Big data, already a fixture of big business, is also now in use in large-scale disease research. California-based 23andMe conducts huge genotyping analyses to identify disease risks and potentially preventive interventions. 23andMe has nearly 3 million customers in its database now, according to Robert Gentleman, PhD, vice president of computational biology at the company. The company sells its genetic testing services directly to consumers, who send saliva samples through the mail for analysis.
23andMe conducts genotyping (but not sequencing) and has generated a panel of 23 million SNPs so far. These data reveal variability in the human genome that may drive development of new therapies for rheumatic diseases and others.

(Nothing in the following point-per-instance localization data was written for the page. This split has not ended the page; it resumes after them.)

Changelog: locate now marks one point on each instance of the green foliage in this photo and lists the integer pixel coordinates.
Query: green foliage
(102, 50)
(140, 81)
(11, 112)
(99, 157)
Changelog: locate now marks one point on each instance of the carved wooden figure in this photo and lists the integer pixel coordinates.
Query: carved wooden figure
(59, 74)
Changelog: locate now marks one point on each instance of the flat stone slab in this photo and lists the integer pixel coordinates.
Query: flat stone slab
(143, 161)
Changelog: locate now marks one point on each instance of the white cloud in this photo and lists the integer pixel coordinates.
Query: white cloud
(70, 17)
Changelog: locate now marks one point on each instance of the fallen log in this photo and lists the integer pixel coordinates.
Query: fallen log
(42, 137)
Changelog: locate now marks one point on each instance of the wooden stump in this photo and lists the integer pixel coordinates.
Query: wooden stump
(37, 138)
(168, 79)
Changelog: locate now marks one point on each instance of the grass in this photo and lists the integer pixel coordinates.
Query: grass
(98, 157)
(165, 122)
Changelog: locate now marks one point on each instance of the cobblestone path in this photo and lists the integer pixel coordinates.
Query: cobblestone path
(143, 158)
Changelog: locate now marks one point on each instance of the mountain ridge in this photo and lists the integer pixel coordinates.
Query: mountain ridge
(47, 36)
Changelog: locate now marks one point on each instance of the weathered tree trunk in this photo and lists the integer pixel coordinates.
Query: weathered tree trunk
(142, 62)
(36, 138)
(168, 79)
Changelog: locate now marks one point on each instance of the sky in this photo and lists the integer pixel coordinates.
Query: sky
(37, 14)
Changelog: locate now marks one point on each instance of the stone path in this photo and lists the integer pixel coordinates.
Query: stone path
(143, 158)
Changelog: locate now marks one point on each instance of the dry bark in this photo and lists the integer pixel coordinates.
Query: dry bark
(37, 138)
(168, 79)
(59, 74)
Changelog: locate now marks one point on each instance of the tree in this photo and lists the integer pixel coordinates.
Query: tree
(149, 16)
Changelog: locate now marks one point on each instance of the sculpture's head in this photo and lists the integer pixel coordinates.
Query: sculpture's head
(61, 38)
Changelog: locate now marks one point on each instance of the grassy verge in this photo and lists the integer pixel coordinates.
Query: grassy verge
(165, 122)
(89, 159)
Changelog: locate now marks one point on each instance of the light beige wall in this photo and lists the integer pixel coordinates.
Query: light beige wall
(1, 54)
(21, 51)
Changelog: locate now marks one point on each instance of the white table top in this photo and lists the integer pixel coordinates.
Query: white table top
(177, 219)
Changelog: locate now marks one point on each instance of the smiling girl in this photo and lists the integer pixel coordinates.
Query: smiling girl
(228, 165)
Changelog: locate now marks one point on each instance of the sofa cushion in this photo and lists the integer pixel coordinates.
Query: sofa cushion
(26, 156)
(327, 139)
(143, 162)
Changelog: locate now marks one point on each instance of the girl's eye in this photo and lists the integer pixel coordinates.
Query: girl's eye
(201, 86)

Customers join online to receive a saliva-based DNA kit in the mail. 23andMe analyzes the sample and sends the customer detailed data about their health risks. Customers may opt out anytime, and all the data are aggregated and de-identified for privacy.
23andMe says it has collected more than 800 million data points, and it divides its findings into disease-specific cohorts that may prove useful for rheumatology research, such as one cohort of nearly 50,000 psoriasis patients. Self-reported data aren’t always reliably accurate, he said.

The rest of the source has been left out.